The proposed system can be used to give diagnostic results to doctors and patients by using wireless based Internet of Things (IoT) architecture as shown in Figure 8. The heart ultrasound images of patients to be tested are sent to the cloud where our trained model is kept. The cloud based server is connected to doctors and patients through a wireless network, to evaluate the cardiac structural alteration in the ultrasound images. Such wireless based systems will send a report to the patients' mobile whereas IoT based system will send clinical decisions to doctors to detect the HTN immediately and accurately. Furthermore, the test images can be used to train the model and make it more robust.

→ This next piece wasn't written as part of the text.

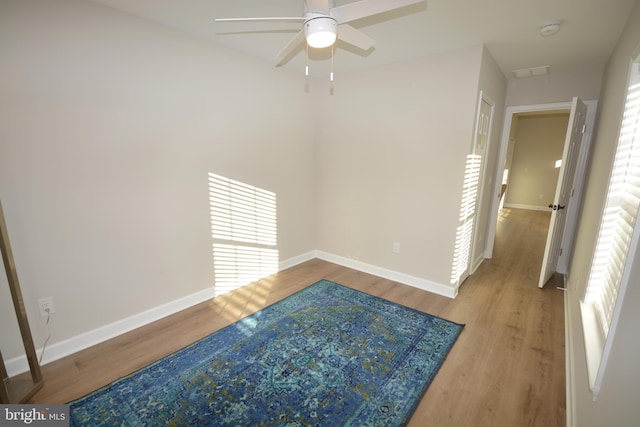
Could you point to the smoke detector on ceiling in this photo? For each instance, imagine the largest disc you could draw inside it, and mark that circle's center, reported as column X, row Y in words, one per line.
column 550, row 28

These models can be further developed using hybrid techniques to achieve efficacy in performance measures. In addition, this system can be deployed to rural area, where there is a scarcity of heart specialists. Based on the results, patients can undergo further treatment. Hence, the patient health management system can be improved.

Figure 8

Wireless based IoT architecture for the assessment of cardiac structural alteration in hypertension.

6. Conclusion

It would be useful to predict the nature of cardiovascular diseases in order to improve the public health, and in this paper, we present a novel and efficient tool to forecast HTN-induced cardiac structural alteration using ultrasound images. The experimental results show that the system achieved a level of 100% sensitivity and specificity for two different feature sets. Since the system utilizes a dataset of limited size, in future work, we would like to further elaborate its effectiveness with a larger population. Use of deep models and a hybrid feature learning module could be assistive to train this dataset. It could then be utilized more effectively in the future, for clinical diagnostics.